(written for a Twitter audience)
Has AI progress slowed down? I’ll write some personal takes and predictions in this post.
The main metric I look at is METR’s time horizon, which measures the length of tasks agents can perform. It has been doubling for more than 6 years now, and might have sped up recently.
By measuring the length of tasks AI agents can complete, we can get a continuous metric of AI capabilities.
Since 2019, the time horizon has been doubling every 7 months. But since 2024, it’s been doubling every 4 months. What if we irresponsibly extrapolated these to 2030?
If AI progress continues at its recent rate, we get AI systems which can do one month (167 hours) of low-context SWE work by the end of 2027. If AI progress continues at the long-run historical rate, we get them by the end of 2029 instead.
How to interpret one work-month? I’d say it’s something like the first project a new hire would do, or the type of work a researcher who just switched teams would be able to do in a month. Our time horizon metric currently doesn’t define high time horizons super sharply.
Changing the success rate threshold from 50% to 80% only shifts the extrapolation from recent progress by a few months, but shifts the extrapolation from the long-run historical rate by around a year.
I don’t think these lines should be extrapolated much past one work-month, as progress will likely speed up even more once AIs are automating significant parts of AI research.

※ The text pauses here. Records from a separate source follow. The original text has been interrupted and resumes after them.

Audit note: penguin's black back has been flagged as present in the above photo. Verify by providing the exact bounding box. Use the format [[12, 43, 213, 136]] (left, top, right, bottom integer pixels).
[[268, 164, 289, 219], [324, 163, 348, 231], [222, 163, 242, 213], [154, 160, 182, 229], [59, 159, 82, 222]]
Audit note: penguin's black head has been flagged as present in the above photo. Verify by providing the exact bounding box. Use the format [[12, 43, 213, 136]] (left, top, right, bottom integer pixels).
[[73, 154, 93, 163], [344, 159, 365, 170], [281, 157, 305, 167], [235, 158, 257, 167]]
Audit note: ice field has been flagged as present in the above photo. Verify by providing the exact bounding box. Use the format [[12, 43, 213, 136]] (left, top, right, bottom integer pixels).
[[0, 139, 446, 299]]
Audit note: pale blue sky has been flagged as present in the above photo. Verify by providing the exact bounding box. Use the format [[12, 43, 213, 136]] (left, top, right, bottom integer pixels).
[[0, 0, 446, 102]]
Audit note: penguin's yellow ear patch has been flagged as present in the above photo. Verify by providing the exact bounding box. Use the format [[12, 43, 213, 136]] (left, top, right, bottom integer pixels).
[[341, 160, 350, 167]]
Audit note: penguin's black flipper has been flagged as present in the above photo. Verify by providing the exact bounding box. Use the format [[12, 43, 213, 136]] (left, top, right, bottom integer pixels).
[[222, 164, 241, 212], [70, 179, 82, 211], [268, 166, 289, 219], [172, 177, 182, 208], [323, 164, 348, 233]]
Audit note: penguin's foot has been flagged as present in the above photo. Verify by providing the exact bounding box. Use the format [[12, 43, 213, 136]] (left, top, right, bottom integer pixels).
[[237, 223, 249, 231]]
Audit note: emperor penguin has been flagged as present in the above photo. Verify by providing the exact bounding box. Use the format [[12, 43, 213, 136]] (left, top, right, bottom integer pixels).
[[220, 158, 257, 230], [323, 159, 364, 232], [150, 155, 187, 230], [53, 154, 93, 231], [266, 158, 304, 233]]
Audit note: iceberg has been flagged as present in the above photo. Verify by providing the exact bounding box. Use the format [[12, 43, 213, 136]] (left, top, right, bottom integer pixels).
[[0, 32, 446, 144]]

Additionally, bottlenecks identified by Epoch AI might slow down compute scaling around 2030. https://epoch.ai/blog/can-ai-scaling-continue-through-2030
Our task suite is currently composed of well-scoped easily-scoreable tasks, which makes them pretty different from the type of work done in the real world. This means that we should be cautious when interpreting these extrapolations.
My best guess is that future models will be a closer fit to the extrapolation from recent progress than the extrapolation from long-run progress. But even the more conservative trend implies that AIs will be doing month-long tasks by the end of the decade.
More concretely, my median is that AI research will be automated by the end of 2028, and AI will be better than humans at >95% of current intellectual labor by the end of 2029.
Recent acceleration in the METR time horizon trend is plausibly the scale of RLVR rapidly catching up to the scale of pretraining. Which it almost already caught up with, for Grok 4 and possibly GPT-5, except these were probably not yet using GB200 NVL72, which will add some efficiency for RLVR compared to the older 8-chip servers (relative to pretraining). If the acceleration from RLVR stops soon, then looking at the log-time plots, the cumulative effect is that it just pushes the longer term trend in time horizons forward less than a year, a one-time effect.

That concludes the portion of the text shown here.